Roughly 10 minutes before the monthly Bryan city council meeting is scheduled to start, Paul Madison is seated in his chair, in front of a nameplate that bears his name.
Short conversations with other council members start up from time to time, but for the most part, Madison sits still with his eyes fixed straight ahead.
"Sometimes the regular session will last as long as 10 or 11 o'clock at night. The day is really not a simple day. It's actually pretty long for us," Madison said.
The meeting begins promptly at the scheduled time, and the six council members slowly make their way through the agenda items, voicing individual concerns over some items, while letting audience members voice frustrations over others.
The routine is nothing new to Madison -- he's served as a council member for eight years. And as any seasoned veteran would, Madison listens to each subject carefully as if hearing it for the first time, even though he's already done research on the subject many hours before the meeting.

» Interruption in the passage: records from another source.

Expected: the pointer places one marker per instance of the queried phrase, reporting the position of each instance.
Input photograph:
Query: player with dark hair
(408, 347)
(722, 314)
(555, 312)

"He's probably as prepared, or better prepared than any council member. If you ask him about that night's agenda at hand, he could probably dictate to you what one, two, there and all the way up to the end of the agenda dictates," said council member and mayor pro-tem Jason Bienski.
But Madison's meticulous preparation for the meetings isn't out of habit as much as from necessity.
"About two years ago, we discovered a tumor had developed on my cranium, and it had been there for about 10 years. And because of the length of time it had been there, when it was removed, it created quite a situation for me - the optic nerve was severed. So as far as my eyes are concerned, they're fine, but it's just the nerves that connect the brain to the eyes that has been severed," Madison said.
Because of the tumor, Madison lost sight completely in his left eye, and can see only shadows approximately six inches from his face in the right eye. The tumor also damaged part of his right ear drum, requiring him to now wear a hearing aid.
But that didn't stop Madison from serving his city. Madison pushed forward, and found ways to adapt so that he could perform the duties that his position required.
"The good thing is with the enhancement of the computer, there's a program that enables the computer to talk to me, and I talk back to the computer. So as material is given to me, I'll have a dialogue with my computer," Madison said.
Aside from the special computer program, Madison attempts to go about his job like any other council member. He still meets with residents from his district, and makes regular public appearances. He serves on city committees, and other organizations in the community. And he does it all with only a little help from family or friends.
"I feel as though I don't need special attention. My family has been tremendous in regards to mobility in moving from point a to point b. And the staff is tremendous. Everybody just jumps in. With that type of support, it really makes it easy to do what I do," Madison said.
Bienski said the council members try not to give Madison any special treatment because of his disability, especially when it comes to issues that they may not agree on. But Madison's constant dedication to his job and his passion for the issues that affect his constituents have earned him the respect of the council.
"He gives 110 percent of his effort, and he tries and strives harder than most of us to achieve what we all achieve. And he's given forth a much higher effort in my opinion because of the situation that life has dealt with him. It may be a challenge to others, but it's not a challenge to Paul. And he's made the best of the situation," Bienski said.
As the council meeting nears the end, Madison pushes his chair back from the council bench, and starts to stand on his own. Bienski slides in behind him, and directs him down the hall to the elevators. They'll be going into a closed door executive session meeting, one Madison is assuredly prepared for. Just like he'll be prepared for the next council meeting. And the one after that.
Because Madison is determined to serve his city and its residents to the best of his ability, no matter how good -- or poor -- his vision is.
"I want everyone to know if you have a disability, that disability shouldn't be something that should hold you back or keep you from doing anything. I believe that if one perseveres and if one believes in himself or herself, that they can accomplish anything," Madison said
More Info About Paul Madison
-- Madison has served eight years as a city council member. His district seat is up for election in 2010.
-- Madison has six children: Precious, Prentiss, Paula, Patrice, Paul Jr., and Pamela.
-- Madison attended E.A. Kemp High School (which was later combined with Stephen F. Austin to create Bryan High), as well as Texas A&M, Prairie View, Blinn (Brenham) and Texas Southern University.
-- Madison owns "Madison Metals" on Highway 21, a scrap metal business his father started in 1932.